Paper Reading: Explainable Machine Learning in Deployment (2020)
by Umang Bhatt, Alice Xiang, Shubham Sharma, Adrian Weller, Ankur Taly, Yunhan Jia, Joydeep Ghosh, Ruchir Puri, José M. F. Moura, Peter Eckersley
At work, I know people who set a side an hour daily just reading and learning. I’m still trying to get into that routine. While I figure out my days, I thought I’d post on some papers I’ve read in the past year. This is a paper on Explainable Machine Learning, published in 2020 at the FAccT Conference. Below is what I found to be most interesting:
Abstract
Explainable machine learning offers the potential to provide stakeholders with insights into model behavior by using various methods such as feature importance scores, counterfactual explanations, or influential training data.
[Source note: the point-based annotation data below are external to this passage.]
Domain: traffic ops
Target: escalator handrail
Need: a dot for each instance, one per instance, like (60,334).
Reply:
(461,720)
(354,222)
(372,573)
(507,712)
Yet there is little understanding of how organizations use these methods in practice. This study explores how organizations view and use explainability for stakeholder consumption. We find that, currently, the majority of deployments are not for end users affected by the model but rather for machine learning engineers, who use explainability to debug the model itself. There is thus a gap between explainability in practice and the goal of transparency, since explanations primarily serve internal stakeholders rather than external ones. Our study synthesizes the limitations of current explainability techniques that hamper their use for end users. To facilitate end user interaction, we develop a framework for establishing clear goals for explainability. We end by discussing concerns raised regarding explainability
Conclusion
We are the first, to our knowledge, to interview various organizations on how they deploy explainability in their ML workflows, concluding with salient directions for future research. We found that while ML engineers are increasingly using explainability techniques as sanity checks during the development process, there are still significant limitations to current techniques that prevent their use to directly inform end users. These limitations include the need for domain experts to evaluate explanations, the risk of spurious correlations reflected in model explanations, the lack of causal intuition, and the latency in computing and showing explanations in real-time. Future research should seek to address these limitations. We also highlighted the need for organizations to establish clear desiderata for their explanation techniques and to be cognizant of the concerns associated with explainability. Through this analysis, we take a step towards describing explainability deployment and hope that future research builds trustworthy explainability solutions.
Intro
Explanations can come in many forms: from telling patients which symptoms were indicative of a particular diagnosis [35] to helping factory workers analyze inefficiencies in a production pipeline [17].
One form of this would be to publish an algorithm’s code, though this type of transparency would not provide an intelligible explanation to most users. Another form would be to disclose properties of the training procedure and datasets used [39]. Users, however, are generally not equipped to be able to understand how raw data and code translate into benefits or harms that might affect them individually. By providing an explanation for how the model made a decision, explainability techniques seek to provide transparency directly targeted to human users, often aiming to increase trustworthiness [44].
Methodology
• We interview around twenty data scientists, who are not currently using explainability tools, to understand their organization’s needs for explainability.
• We interview around thirty different individuals on how their organizations have deployed explainability techniques, reporting case studies and takeaways for each technique.
• We suggest a framework for organizations to clarify their goals for deploying explainability
Findings
Trustworthiness refers to the extent to which stakeholders can reasonably trust a model’s outputs.
Transparency refers to attempts to provide stakeholders (particularly external stakeholders) with relevant information about how the model works: this includes documentation of the training procedure, analysis of training data distribution, code releases, feature-level explanations, etc.
Explainability refers to attempts to provide insights into a model’s behavior.
Stakeholders are the people who either want a model to be “explainable,” will consume the model explanation, or are affected by decisions made based on model output.
Practice refers to the real-world context in which the model has been deployed.
Local Explainability aims to explain the model’s behavior for a specific input.
Global Explainability attempts to understand the high-level concepts and reasoning used by a model.